AI Enables Generative Audio

As discussed in 2020 and 2021 in Newswatch, exciting developments are occurring in the world of machine learning/artificial intelligence when it comes to certain aspects of content creation generally, and audio content creation, in particular. However, until recently, many of those developments were either computationally challenging and not always practical, still in early theoretical stages, or were geared to achieving technical, rather than creative, solutions within the larger content creation chain, such as speeding up encoding and compression, for example. But Zohaib Ahmed, CEO at Canada-based Resemble AI, suggests that more creatively oriented, yet practical, applications for AI technology are now starting to take off. In the case of Resemble’s work, such breakthroughs are coming in the area of audio creation related to mimicking or replicating human voices and other sounds at the creation or recording stage.

The idea, says Ahmed, is to allow content creators to utilize intelligent software algorithms to create “conversational experiences” for media content without having a great deal of technical expertise or infrastructure for doing so. He says the concept builds on, but goes further than, how AI technology has been used in the corporate world to create so-called “virtual conversational assistants” for phone, computer, or social media use.
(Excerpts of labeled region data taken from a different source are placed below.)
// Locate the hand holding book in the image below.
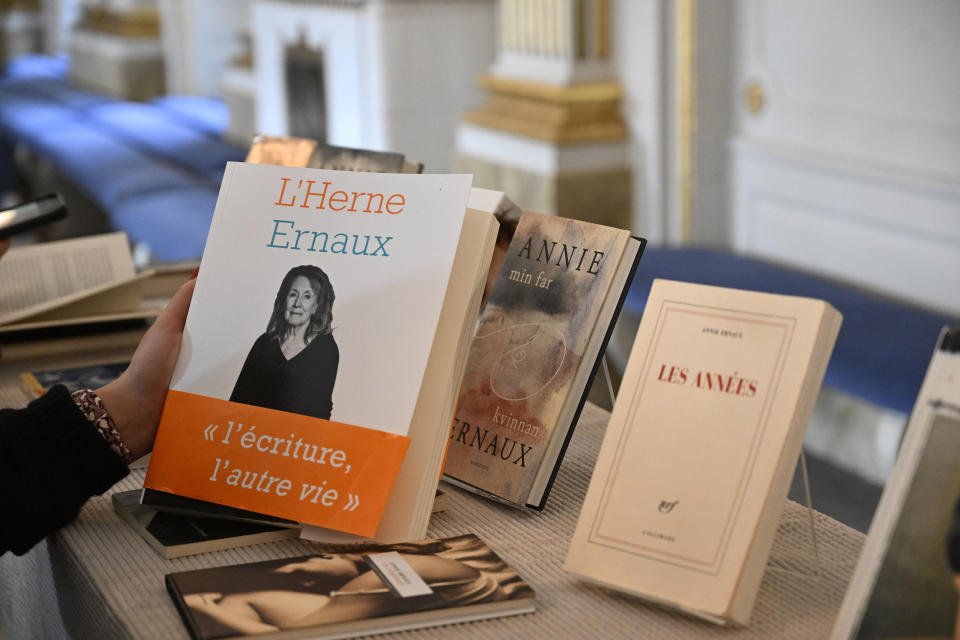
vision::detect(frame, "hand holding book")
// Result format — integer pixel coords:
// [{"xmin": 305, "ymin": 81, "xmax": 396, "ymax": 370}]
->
[{"xmin": 97, "ymin": 278, "xmax": 196, "ymax": 459}]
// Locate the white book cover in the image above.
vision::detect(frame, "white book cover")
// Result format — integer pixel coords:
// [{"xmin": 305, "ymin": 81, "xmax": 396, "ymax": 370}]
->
[
  {"xmin": 145, "ymin": 163, "xmax": 471, "ymax": 535},
  {"xmin": 830, "ymin": 327, "xmax": 960, "ymax": 640}
]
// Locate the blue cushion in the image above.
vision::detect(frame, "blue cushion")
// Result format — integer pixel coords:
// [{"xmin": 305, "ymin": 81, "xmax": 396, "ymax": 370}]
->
[
  {"xmin": 111, "ymin": 188, "xmax": 217, "ymax": 260},
  {"xmin": 16, "ymin": 78, "xmax": 111, "ymax": 110},
  {"xmin": 0, "ymin": 93, "xmax": 78, "ymax": 139},
  {"xmin": 34, "ymin": 122, "xmax": 210, "ymax": 209},
  {"xmin": 86, "ymin": 102, "xmax": 246, "ymax": 180},
  {"xmin": 151, "ymin": 95, "xmax": 230, "ymax": 137},
  {"xmin": 624, "ymin": 247, "xmax": 958, "ymax": 413},
  {"xmin": 3, "ymin": 53, "xmax": 70, "ymax": 80}
]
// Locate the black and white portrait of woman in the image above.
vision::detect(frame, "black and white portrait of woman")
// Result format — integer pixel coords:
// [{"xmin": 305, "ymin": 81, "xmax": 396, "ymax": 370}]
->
[{"xmin": 230, "ymin": 265, "xmax": 340, "ymax": 420}]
“We want to give [content creators] creative freedom, to let directors or producers and others have control over the output, to iterate over the output, just like a visual effects person does when they change the way smoke appears or the way ice breaks in an image, and to let them do that simply with the click of a couple buttons,” Ahmed explains. “We can use AI by taking even simple, or limited, data sets to create a human voice model, and then ‘direct’ the performance, even getting the voice to speak in languages the real person or actor couldn’t speak in, and so on. I think this is just one example of how we can apply AI to entertainment-related things to unlock all kinds of creative opportunities.”
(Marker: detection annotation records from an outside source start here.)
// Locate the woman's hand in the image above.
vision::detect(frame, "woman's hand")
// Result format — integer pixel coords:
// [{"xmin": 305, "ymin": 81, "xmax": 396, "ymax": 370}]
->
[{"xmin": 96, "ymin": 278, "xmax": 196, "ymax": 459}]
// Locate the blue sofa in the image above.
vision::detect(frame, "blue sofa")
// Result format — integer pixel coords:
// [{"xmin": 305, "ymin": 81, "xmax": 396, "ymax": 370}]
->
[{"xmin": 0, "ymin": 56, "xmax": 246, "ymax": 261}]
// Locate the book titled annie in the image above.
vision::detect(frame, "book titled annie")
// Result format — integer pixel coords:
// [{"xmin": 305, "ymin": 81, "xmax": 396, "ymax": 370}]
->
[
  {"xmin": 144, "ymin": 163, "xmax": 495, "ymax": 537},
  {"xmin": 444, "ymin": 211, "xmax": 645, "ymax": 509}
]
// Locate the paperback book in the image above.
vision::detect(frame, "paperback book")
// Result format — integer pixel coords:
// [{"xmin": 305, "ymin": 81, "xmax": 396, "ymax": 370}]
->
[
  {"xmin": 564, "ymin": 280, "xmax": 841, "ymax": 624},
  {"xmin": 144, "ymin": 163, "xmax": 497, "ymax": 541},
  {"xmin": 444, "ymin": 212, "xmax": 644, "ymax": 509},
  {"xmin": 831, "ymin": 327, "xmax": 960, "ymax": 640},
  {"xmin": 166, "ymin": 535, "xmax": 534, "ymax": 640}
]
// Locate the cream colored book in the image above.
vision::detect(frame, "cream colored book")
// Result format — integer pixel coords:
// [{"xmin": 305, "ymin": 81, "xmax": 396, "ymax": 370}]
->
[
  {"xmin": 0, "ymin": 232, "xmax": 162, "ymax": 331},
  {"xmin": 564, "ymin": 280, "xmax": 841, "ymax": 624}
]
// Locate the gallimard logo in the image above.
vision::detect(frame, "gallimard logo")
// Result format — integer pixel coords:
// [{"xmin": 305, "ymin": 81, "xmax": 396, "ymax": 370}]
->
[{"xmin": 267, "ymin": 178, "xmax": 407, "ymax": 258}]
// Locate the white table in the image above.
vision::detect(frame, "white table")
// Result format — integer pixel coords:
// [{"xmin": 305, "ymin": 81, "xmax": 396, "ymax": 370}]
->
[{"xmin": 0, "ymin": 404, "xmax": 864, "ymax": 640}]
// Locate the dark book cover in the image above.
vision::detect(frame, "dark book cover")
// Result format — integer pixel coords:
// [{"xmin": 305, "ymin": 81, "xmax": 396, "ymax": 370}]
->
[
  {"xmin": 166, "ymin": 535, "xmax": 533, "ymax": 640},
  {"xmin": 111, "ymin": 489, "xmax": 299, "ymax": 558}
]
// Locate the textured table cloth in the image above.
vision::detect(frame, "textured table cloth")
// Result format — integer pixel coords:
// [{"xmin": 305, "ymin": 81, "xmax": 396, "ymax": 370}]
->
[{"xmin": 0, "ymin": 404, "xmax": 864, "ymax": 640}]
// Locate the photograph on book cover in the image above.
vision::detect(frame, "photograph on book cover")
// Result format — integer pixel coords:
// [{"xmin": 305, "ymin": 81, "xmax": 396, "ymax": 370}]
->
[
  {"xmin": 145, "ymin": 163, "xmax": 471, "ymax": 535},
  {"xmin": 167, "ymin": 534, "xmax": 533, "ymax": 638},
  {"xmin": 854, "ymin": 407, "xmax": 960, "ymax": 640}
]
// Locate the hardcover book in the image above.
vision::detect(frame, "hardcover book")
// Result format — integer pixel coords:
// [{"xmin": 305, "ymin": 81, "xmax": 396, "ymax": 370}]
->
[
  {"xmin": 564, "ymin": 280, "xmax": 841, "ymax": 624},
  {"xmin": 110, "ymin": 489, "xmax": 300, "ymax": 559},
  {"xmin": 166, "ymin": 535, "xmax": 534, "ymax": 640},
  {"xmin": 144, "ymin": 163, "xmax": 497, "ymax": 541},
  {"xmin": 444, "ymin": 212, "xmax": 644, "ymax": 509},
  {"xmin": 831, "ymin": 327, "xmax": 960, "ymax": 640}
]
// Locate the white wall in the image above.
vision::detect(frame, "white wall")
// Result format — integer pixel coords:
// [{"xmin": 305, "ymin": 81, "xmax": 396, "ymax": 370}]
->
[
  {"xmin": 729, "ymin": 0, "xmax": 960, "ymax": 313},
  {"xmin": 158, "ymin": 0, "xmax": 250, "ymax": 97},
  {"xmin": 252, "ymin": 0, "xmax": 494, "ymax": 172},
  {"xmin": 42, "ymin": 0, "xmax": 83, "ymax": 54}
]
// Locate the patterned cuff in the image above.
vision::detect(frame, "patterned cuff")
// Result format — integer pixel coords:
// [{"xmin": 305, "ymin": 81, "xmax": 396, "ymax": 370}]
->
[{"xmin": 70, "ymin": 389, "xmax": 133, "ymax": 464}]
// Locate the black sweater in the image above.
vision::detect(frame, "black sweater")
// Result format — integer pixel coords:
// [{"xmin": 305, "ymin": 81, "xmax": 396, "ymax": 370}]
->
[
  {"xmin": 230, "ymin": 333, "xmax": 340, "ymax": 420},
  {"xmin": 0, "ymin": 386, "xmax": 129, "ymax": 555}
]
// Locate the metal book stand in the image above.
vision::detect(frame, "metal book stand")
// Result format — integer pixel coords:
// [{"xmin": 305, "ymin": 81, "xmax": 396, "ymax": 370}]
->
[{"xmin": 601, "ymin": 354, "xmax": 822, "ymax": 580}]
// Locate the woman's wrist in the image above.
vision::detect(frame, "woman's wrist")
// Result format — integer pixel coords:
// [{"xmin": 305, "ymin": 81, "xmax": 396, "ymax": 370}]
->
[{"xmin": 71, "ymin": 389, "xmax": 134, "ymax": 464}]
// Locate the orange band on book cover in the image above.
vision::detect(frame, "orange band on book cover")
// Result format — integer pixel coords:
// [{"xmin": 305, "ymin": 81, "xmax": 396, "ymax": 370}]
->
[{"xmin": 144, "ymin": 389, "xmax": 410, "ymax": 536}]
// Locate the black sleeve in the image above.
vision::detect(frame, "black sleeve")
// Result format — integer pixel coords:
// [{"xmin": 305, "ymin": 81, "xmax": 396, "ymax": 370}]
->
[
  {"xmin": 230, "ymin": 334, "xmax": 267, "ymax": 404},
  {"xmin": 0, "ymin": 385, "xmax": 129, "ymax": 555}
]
Resemble developed AI technology to create what it calls “tunable synthetic voices with low-latency generative AI modeling”—a user-friendly approach useful for non-media-related applications at first, such as interactive voice response (IVR) for virtual assistants and spokespeople. Ahmed says this was a good place to begin considering most AI development in this space had previously revolved around things like speech recognition and dialogue intent mapping, and not so much on the development of realistic voices. But entertainment-related applications were always looming on the horizon, he adds.

“When I first got into this, not a lot of focus was being given to audio, voice, and speech, and I thought there could be a lot of opportunity in that area,” he says. “We felt that it would be possible to use existing architectures and machine-learning techniques that were already widely in use for computer vision and graphics and apply them to audio.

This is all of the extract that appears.